The multimillion dollar study, published in the August issue of “Health Affairs,” surveyed 739 hospitals and 2,190 physician practices and concluded that bigger, more complex health care systems do not necessarily provide better patient care, challenging a popular assumption about health care.
“The conventional wisdom is that larger, more integrated systems would provide a higher quality of care — for the most part we didn’t find that,” said Stephen Shortell, a co-author of the study and co-director of UC Berkeley’s Center for Healthcare Organizational and Innovation Research.
Health care in the United States used to be offered predominantly through independent physicians and small hospitals, said Elliott Fisher, a professor at Dartmouth College and co-author of the study. Today, according to the study, a majority of hospitals and many physicians are a part of larger and more integrated systems.
This trend is likely to accelerate with the COVID-19 pandemic, Fisher said, as canceled elective surgeries and fewer patient visits create a financial strain on smaller hospitals across the nation, which could cause smaller practices to agree to be purchased by larger entities.
Those in favor of financial integration argue that bigger health care systems can provide more coordinated patient care, Fisher said. However, he added, this trend toward bigger health care systems increases the risk of monopolies forming, which can then raise consumer costs.
“The argument that the monopoly systems make is that ‘well, we’re an integrated delivery system, we can deliver better care, so our higher prices are okay,’” Fisher said. “We’ve known that monopoly pricing is the problem. What we weren’t sure about was if there were significant gains in quality.”

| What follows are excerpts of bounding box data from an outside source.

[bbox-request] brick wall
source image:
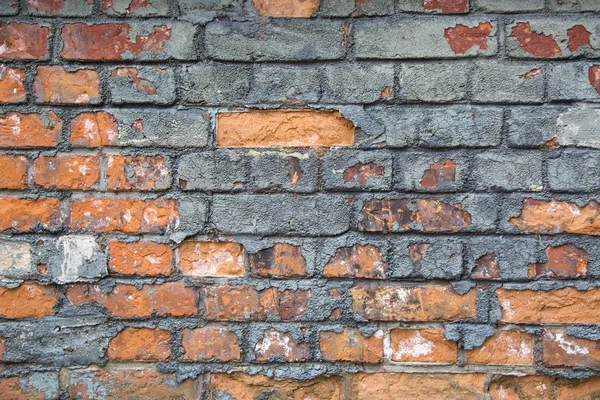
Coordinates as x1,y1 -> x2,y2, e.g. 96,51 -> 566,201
0,0 -> 600,400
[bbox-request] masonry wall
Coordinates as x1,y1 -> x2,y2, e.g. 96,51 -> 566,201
0,0 -> 600,400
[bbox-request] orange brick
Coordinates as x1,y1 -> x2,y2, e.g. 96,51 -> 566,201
71,198 -> 179,233
390,329 -> 456,364
33,66 -> 102,104
0,283 -> 59,319
179,241 -> 244,276
181,327 -> 241,361
0,111 -> 62,148
71,111 -> 119,147
319,328 -> 383,363
108,240 -> 173,276
67,282 -> 198,318
0,155 -> 27,189
467,331 -> 533,365
33,155 -> 100,190
107,328 -> 171,361
217,111 -> 354,147
0,66 -> 27,103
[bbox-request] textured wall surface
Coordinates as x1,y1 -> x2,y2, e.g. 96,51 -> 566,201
0,0 -> 600,400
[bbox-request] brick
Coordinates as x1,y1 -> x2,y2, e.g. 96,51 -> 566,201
108,240 -> 173,276
108,67 -> 175,104
204,285 -> 311,321
204,20 -> 345,61
319,328 -> 383,363
27,0 -> 94,17
248,65 -> 321,104
369,106 -> 502,148
33,66 -> 102,104
0,22 -> 50,60
348,373 -> 485,400
387,329 -> 457,364
177,149 -> 249,191
350,284 -> 478,321
322,149 -> 392,190
0,197 -> 64,232
471,62 -> 545,103
496,287 -> 600,324
216,111 -> 354,147
323,244 -> 388,279
254,329 -> 310,362
0,155 -> 27,189
0,283 -> 59,319
322,63 -> 394,103
0,66 -> 27,103
60,21 -> 196,61
71,198 -> 179,233
206,372 -> 344,400
542,329 -> 600,369
211,195 -> 351,236
353,18 -> 498,59
248,243 -> 306,278
467,331 -> 533,365
0,111 -> 62,148
105,156 -> 171,191
178,241 -> 245,277
33,154 -> 100,190
67,282 -> 197,318
68,368 -> 200,400
471,152 -> 543,192
107,328 -> 171,361
181,327 -> 241,362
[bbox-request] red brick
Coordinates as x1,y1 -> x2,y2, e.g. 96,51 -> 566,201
0,155 -> 27,189
254,329 -> 309,362
33,66 -> 102,104
0,197 -> 64,232
350,285 -> 478,321
106,156 -> 171,191
249,243 -> 306,278
0,66 -> 27,103
0,22 -> 50,60
0,283 -> 59,319
389,329 -> 457,364
0,111 -> 62,148
179,241 -> 244,276
33,155 -> 100,190
60,23 -> 171,61
108,240 -> 173,276
71,198 -> 179,233
217,110 -> 354,147
107,328 -> 171,361
71,111 -> 118,147
181,327 -> 242,362
319,328 -> 383,363
67,282 -> 197,318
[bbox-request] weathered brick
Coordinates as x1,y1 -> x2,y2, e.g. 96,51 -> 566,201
107,328 -> 171,361
0,22 -> 50,60
0,111 -> 62,148
60,21 -> 196,61
108,240 -> 173,276
0,66 -> 27,103
350,284 -> 478,321
33,154 -> 100,190
353,18 -> 498,59
105,156 -> 171,191
33,66 -> 102,104
387,329 -> 457,364
319,328 -> 383,363
67,282 -> 197,318
211,195 -> 351,236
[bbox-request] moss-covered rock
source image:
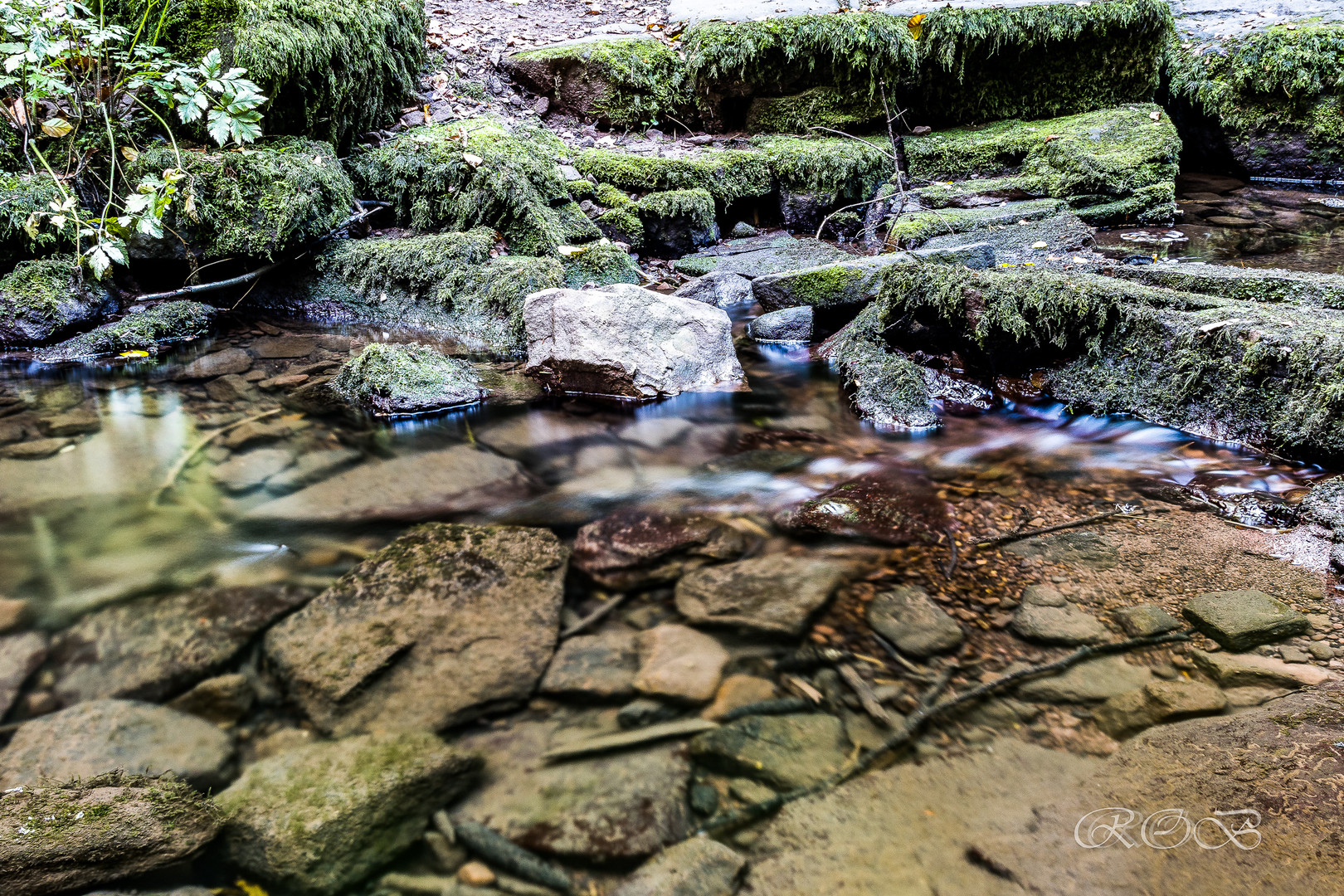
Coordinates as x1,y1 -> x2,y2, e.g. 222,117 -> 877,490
0,772 -> 221,896
855,265 -> 1344,455
0,256 -> 111,347
100,0 -> 425,152
345,118 -> 601,256
331,343 -> 485,416
0,172 -> 72,274
1168,20 -> 1344,178
503,33 -> 694,128
126,137 -> 355,261
272,228 -> 564,354
904,104 -> 1181,224
564,239 -> 644,289
215,731 -> 481,894
37,302 -> 215,362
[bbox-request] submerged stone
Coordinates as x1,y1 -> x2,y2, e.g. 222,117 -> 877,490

According to Shortell, the study found that while independent hospitals, often located in rural areas, were less effective in providing transition care programs for patients than their larger counterparts, independent physician practices were better at screening for social needs such as food insecurity and clinical conditions such as depression and addiction.
In each category of health care provider, the study found high variation in health care quality, according to Shortell. Fisher and Shortell both said this variation shows there is room for improvement for health care systems across the country.
Fisher said the study suggests state and federal governments should pay close attention to anti-competitive behavior in health care delivery and treat financial integration as a serious problem.
“(The study) really does suggest that this assertion that to be good you have to be big doesn’t hold water,” Fisher said.